La parole poétique se présente alors comme une parole prophétique : « Écrire/(…)/L’apocalypse des destinées sur nos lèvres » (p. 14). Elle décrit avec douleur les conséquences de la chute. Le deuxième incipit du recueil ne fait-il pas d’ailleurs référence à la nudité honteuse d’Adam après la rupture : « Où es-tu ? dit-il. Genèse III, 9. » ?
La lumière dans la nuit
La poésie de Miller est donc porteuse d’un message affligeant, mais aussi d’une espérance. En ce sens, tout le recueil renferme ce double mouvement angoisse/espérance.
III
Des hurlements de lune rouge
Parcourent la terre accablée
IV
Le Salut qui dormait au fond d’une barque
S’éveille comme une sève de printemps
C’est là le chant humble et doux de l’oiseau, celui qui orne la page de garde certainement, mais surtout celui qui se sait dans le monde tout en appartenant à un autre royaume. L’oiseau oscille entre ses liens terrestres et l’appelle des hauteurs.
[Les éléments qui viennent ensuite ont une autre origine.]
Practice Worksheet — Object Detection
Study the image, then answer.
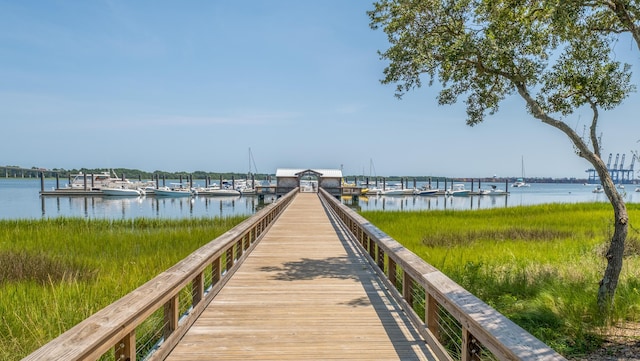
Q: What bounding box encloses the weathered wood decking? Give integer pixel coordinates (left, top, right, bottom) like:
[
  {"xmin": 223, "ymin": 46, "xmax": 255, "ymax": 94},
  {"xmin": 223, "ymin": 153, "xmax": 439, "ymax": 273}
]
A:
[{"xmin": 167, "ymin": 193, "xmax": 434, "ymax": 361}]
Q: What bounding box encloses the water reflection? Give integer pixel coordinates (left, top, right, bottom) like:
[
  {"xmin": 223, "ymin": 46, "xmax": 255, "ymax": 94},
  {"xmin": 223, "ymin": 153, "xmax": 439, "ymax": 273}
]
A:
[{"xmin": 40, "ymin": 196, "xmax": 273, "ymax": 219}]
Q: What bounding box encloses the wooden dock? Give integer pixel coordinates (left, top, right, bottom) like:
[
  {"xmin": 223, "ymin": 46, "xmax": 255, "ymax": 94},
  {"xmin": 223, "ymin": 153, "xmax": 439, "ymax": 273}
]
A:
[{"xmin": 167, "ymin": 193, "xmax": 435, "ymax": 361}]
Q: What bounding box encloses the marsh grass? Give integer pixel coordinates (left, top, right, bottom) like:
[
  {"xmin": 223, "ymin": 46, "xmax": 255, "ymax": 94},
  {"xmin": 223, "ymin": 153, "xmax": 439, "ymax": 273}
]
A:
[
  {"xmin": 0, "ymin": 216, "xmax": 244, "ymax": 360},
  {"xmin": 363, "ymin": 203, "xmax": 640, "ymax": 356}
]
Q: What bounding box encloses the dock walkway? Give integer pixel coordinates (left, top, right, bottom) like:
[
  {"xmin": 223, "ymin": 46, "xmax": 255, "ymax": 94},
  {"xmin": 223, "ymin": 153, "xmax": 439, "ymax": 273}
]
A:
[{"xmin": 167, "ymin": 193, "xmax": 435, "ymax": 361}]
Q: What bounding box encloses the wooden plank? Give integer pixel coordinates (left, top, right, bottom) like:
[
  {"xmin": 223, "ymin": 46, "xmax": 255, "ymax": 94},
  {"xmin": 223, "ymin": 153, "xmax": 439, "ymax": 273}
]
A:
[{"xmin": 167, "ymin": 193, "xmax": 435, "ymax": 361}]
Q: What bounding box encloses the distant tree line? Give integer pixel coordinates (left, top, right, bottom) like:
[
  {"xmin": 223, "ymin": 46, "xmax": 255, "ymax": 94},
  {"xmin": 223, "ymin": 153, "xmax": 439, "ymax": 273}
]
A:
[{"xmin": 0, "ymin": 165, "xmax": 587, "ymax": 183}]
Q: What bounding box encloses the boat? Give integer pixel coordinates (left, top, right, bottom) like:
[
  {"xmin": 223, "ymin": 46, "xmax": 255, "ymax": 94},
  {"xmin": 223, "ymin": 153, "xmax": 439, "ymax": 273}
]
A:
[
  {"xmin": 414, "ymin": 186, "xmax": 438, "ymax": 196},
  {"xmin": 444, "ymin": 183, "xmax": 469, "ymax": 197},
  {"xmin": 153, "ymin": 183, "xmax": 193, "ymax": 197},
  {"xmin": 67, "ymin": 171, "xmax": 122, "ymax": 190},
  {"xmin": 511, "ymin": 178, "xmax": 529, "ymax": 188},
  {"xmin": 194, "ymin": 186, "xmax": 242, "ymax": 196},
  {"xmin": 511, "ymin": 157, "xmax": 529, "ymax": 188},
  {"xmin": 378, "ymin": 188, "xmax": 413, "ymax": 196},
  {"xmin": 100, "ymin": 187, "xmax": 144, "ymax": 197},
  {"xmin": 478, "ymin": 185, "xmax": 509, "ymax": 196}
]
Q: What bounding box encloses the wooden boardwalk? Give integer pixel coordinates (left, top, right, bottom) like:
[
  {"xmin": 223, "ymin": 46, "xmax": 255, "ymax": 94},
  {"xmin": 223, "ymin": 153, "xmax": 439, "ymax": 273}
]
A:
[{"xmin": 167, "ymin": 193, "xmax": 435, "ymax": 361}]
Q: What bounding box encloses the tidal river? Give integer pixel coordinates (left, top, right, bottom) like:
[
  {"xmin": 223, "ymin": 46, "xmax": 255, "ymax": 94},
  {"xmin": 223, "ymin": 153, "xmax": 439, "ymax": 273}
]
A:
[{"xmin": 0, "ymin": 178, "xmax": 640, "ymax": 219}]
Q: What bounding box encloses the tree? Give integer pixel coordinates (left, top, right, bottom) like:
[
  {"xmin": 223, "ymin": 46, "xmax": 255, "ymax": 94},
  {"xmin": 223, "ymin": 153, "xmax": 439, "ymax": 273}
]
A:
[
  {"xmin": 584, "ymin": 0, "xmax": 640, "ymax": 50},
  {"xmin": 368, "ymin": 0, "xmax": 635, "ymax": 309}
]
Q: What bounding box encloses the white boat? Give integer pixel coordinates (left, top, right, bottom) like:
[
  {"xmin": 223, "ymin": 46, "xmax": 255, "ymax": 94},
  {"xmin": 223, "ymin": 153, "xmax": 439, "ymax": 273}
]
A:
[
  {"xmin": 194, "ymin": 186, "xmax": 241, "ymax": 196},
  {"xmin": 478, "ymin": 185, "xmax": 509, "ymax": 196},
  {"xmin": 100, "ymin": 187, "xmax": 144, "ymax": 197},
  {"xmin": 67, "ymin": 171, "xmax": 155, "ymax": 190},
  {"xmin": 379, "ymin": 188, "xmax": 413, "ymax": 196},
  {"xmin": 444, "ymin": 183, "xmax": 469, "ymax": 197},
  {"xmin": 511, "ymin": 178, "xmax": 529, "ymax": 188},
  {"xmin": 414, "ymin": 186, "xmax": 438, "ymax": 196},
  {"xmin": 511, "ymin": 157, "xmax": 529, "ymax": 188},
  {"xmin": 153, "ymin": 183, "xmax": 193, "ymax": 197}
]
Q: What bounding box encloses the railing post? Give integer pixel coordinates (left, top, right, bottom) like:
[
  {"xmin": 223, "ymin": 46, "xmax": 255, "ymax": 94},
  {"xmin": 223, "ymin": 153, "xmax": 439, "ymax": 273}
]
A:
[
  {"xmin": 191, "ymin": 272, "xmax": 204, "ymax": 306},
  {"xmin": 402, "ymin": 271, "xmax": 413, "ymax": 308},
  {"xmin": 211, "ymin": 257, "xmax": 222, "ymax": 286},
  {"xmin": 376, "ymin": 246, "xmax": 384, "ymax": 271},
  {"xmin": 461, "ymin": 327, "xmax": 480, "ymax": 361},
  {"xmin": 388, "ymin": 258, "xmax": 398, "ymax": 288},
  {"xmin": 115, "ymin": 330, "xmax": 136, "ymax": 361},
  {"xmin": 162, "ymin": 295, "xmax": 180, "ymax": 340},
  {"xmin": 226, "ymin": 243, "xmax": 235, "ymax": 272},
  {"xmin": 424, "ymin": 290, "xmax": 440, "ymax": 340}
]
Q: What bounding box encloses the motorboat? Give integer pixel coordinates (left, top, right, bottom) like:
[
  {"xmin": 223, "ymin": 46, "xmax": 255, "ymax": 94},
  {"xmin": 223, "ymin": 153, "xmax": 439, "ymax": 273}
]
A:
[
  {"xmin": 511, "ymin": 178, "xmax": 529, "ymax": 188},
  {"xmin": 478, "ymin": 185, "xmax": 509, "ymax": 196},
  {"xmin": 511, "ymin": 157, "xmax": 529, "ymax": 188},
  {"xmin": 194, "ymin": 186, "xmax": 242, "ymax": 196},
  {"xmin": 100, "ymin": 187, "xmax": 144, "ymax": 197},
  {"xmin": 414, "ymin": 186, "xmax": 438, "ymax": 196},
  {"xmin": 67, "ymin": 171, "xmax": 155, "ymax": 191},
  {"xmin": 379, "ymin": 188, "xmax": 413, "ymax": 196},
  {"xmin": 153, "ymin": 183, "xmax": 193, "ymax": 197},
  {"xmin": 445, "ymin": 183, "xmax": 469, "ymax": 197}
]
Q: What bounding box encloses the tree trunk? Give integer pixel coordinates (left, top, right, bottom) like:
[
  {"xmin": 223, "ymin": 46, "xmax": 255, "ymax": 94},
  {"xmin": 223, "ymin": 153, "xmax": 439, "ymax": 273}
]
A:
[
  {"xmin": 596, "ymin": 167, "xmax": 629, "ymax": 311},
  {"xmin": 514, "ymin": 81, "xmax": 629, "ymax": 312}
]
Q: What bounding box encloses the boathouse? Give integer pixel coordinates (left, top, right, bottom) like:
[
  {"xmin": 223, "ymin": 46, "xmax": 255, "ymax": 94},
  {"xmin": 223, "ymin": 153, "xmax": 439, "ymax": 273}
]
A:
[{"xmin": 276, "ymin": 169, "xmax": 342, "ymax": 197}]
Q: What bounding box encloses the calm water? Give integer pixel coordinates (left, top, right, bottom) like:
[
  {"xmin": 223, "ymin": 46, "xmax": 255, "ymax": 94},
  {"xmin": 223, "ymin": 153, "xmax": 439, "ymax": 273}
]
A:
[{"xmin": 0, "ymin": 178, "xmax": 640, "ymax": 219}]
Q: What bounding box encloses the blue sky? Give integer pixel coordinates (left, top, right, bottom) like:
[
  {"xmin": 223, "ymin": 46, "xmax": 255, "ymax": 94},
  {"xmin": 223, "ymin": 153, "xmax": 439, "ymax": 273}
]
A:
[{"xmin": 0, "ymin": 0, "xmax": 640, "ymax": 178}]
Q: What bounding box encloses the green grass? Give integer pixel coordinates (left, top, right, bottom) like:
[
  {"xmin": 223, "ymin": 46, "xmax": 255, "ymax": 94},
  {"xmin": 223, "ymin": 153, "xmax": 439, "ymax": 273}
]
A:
[
  {"xmin": 363, "ymin": 203, "xmax": 640, "ymax": 356},
  {"xmin": 0, "ymin": 216, "xmax": 245, "ymax": 360}
]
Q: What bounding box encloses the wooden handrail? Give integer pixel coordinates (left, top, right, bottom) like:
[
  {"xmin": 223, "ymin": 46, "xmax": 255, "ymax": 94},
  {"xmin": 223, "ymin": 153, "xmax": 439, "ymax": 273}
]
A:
[
  {"xmin": 23, "ymin": 189, "xmax": 297, "ymax": 361},
  {"xmin": 320, "ymin": 189, "xmax": 565, "ymax": 361}
]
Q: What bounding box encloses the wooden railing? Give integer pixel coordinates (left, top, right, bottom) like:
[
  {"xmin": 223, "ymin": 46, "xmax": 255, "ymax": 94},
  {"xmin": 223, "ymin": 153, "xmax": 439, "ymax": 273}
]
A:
[
  {"xmin": 320, "ymin": 189, "xmax": 564, "ymax": 361},
  {"xmin": 23, "ymin": 190, "xmax": 297, "ymax": 361}
]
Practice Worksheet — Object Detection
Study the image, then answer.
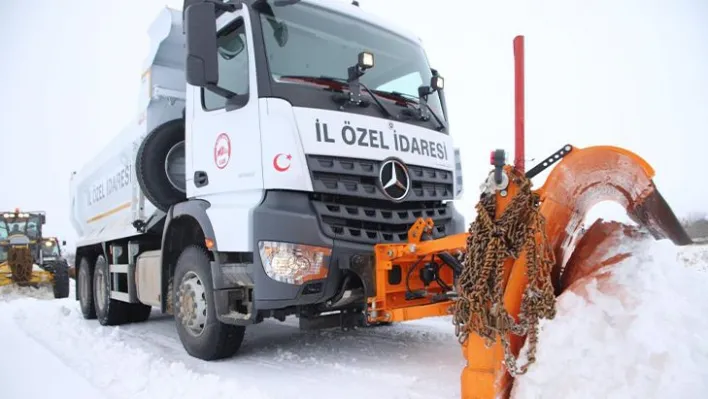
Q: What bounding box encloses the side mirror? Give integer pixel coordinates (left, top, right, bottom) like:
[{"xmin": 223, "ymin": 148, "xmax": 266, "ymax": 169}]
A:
[
  {"xmin": 430, "ymin": 75, "xmax": 445, "ymax": 91},
  {"xmin": 184, "ymin": 2, "xmax": 219, "ymax": 87}
]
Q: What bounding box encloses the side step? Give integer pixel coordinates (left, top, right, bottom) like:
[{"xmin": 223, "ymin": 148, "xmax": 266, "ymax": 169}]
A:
[
  {"xmin": 108, "ymin": 243, "xmax": 140, "ymax": 303},
  {"xmin": 300, "ymin": 310, "xmax": 365, "ymax": 331}
]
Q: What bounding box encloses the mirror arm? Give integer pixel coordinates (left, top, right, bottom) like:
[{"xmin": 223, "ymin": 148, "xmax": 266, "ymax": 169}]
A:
[{"xmin": 204, "ymin": 84, "xmax": 238, "ymax": 100}]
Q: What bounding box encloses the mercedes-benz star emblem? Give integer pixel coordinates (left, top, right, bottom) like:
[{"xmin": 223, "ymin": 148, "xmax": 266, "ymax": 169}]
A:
[{"xmin": 379, "ymin": 159, "xmax": 411, "ymax": 201}]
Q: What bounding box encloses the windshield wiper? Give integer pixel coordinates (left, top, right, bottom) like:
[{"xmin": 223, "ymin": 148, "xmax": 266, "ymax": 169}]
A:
[
  {"xmin": 280, "ymin": 75, "xmax": 396, "ymax": 119},
  {"xmin": 381, "ymin": 91, "xmax": 445, "ymax": 130}
]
Il s’agit de la voix de la foi, de la voix qui veut « vivre en Abraham de feu vêtu/sur ce champ d’ombre et de sang hurlé » (p. 34).
Peu de mots pour dire la Beauté
Saurais-je battre le fer et tailler la pierre
D’une rage de ciel qui peut vaincre la mort
Saurais-je remuer la vie
D’un seul feuil de sa beauté
Et dire d’âme
L’âme de ton visage (p.15)
La poésie se donne pour mission de dire la beauté avec la conviction que cette dernière est la clé pour vaincre la mort.
D’une lettre tambourinée ô de lumière
Écrire (p. 47)
Cette lumière du verbe poétique n’est autre que le reflet du Verbe lui-même. Au sein de la grisaille et du froid, « [la] croix est la seule lumière que je cueille », écrit le poète (p.47).
Les mots ne sont jamais que le reflet d’une beauté plus grande, beauté inaccessible sinon, encore une fois, par le truchement d’un chant : « La beauté que je vois chante la très beauté/Que je ne vois que je désire » (p.54).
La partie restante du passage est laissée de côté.